Can water diplomacy contribute to build peace?

Of course, it can. Because, it is fundamentally in the interest of States to cooperate with States they share natural resources with. Conflict is always more expensive than cooperation and its outcome more uncertain. Cooperation can increase the basket of benefits available to all riparian States, getting away from what is otherwise likely to be a zero-sum game where one’s gain is always the other loss. In most cases, wars are not fought over water. Water-based conflict almost always reveals an underlying problem, or problems, between the States concerned, giving rise to tense relations between them, that water or any other trigger can set off.



Are there some international examples of successful water management?

Examples of successful water management include cooperative efforts of European countries concerning the Rhine and the Danube, both of which are governed by treaties that establish joint commissions. We can also think of treaty arrangements between the United States and its neighbours, Canada and Mexico, which also establish joint management commissions. However; power asymmetries can skew equality of participation in the management of shared freshwater resources as illustrated by the relationship between Israel and its neighbours, Lebanon, Jordan, and especially, Palestine.


How climate change is aggravating water crisis?

Severely. The Intergovernmental Panel on Climate Change (IPCC) has long predicted that arid areas of the world will become even more dry, while humid or well-watered areas will experience unprecedented, torrential rainfall and accompanying floods; and this has been borne out recently. The IPCC has also predict that for each degree of global warming, approximately 7% of the global population is to be exposed to a decrease of renewable water resources of at least 20%.

The uncertainties and changes in water distribution and timing of availability brought about by climate change make it urgent to build regimes for sustainable water management. It will be difficult for even the most advanced countries to cope with these developments alone, and to the extent that shared freshwater resources (including groundwater) are involved, it will be virtually impossible. Thus, cooperation will become even more important as the effects of climate change, already observable, intensify.


In a context of decreasing freshwater availability, how to make a human right to water effective?

A human right to water is not contained in any of the basic human rights instruments. It has emerged, only in the early 1990s, with the realization that governments were often not doing enough to ensure that their populations had access to safe, clean water. In 2003, the UN Committee on Economic, Social and Cultural Rights adopted General Comment 15, The Right to Water, recognizing that such a right was included in articles 11 and 12 of the ESC Covenant on the rights to an adequate standard of living and health. According to the Comment, the right to water entitles everyone to “sufficient, safe, acceptable, physically accessible and affordable water for personal and domestic uses.”

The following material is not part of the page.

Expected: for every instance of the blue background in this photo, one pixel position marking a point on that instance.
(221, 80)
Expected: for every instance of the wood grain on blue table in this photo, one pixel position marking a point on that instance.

The major challenge is in implementation of the right, especially – but not only – in developing countries. International donors, both multilateral and bilateral are supporting the implementation of this right, but it will take time. The difficulties are underscored by the fact that the US State of California, 6th largest economy in the world, recently had as many as 250,000 inhabitants for whom the human right to water was not realized.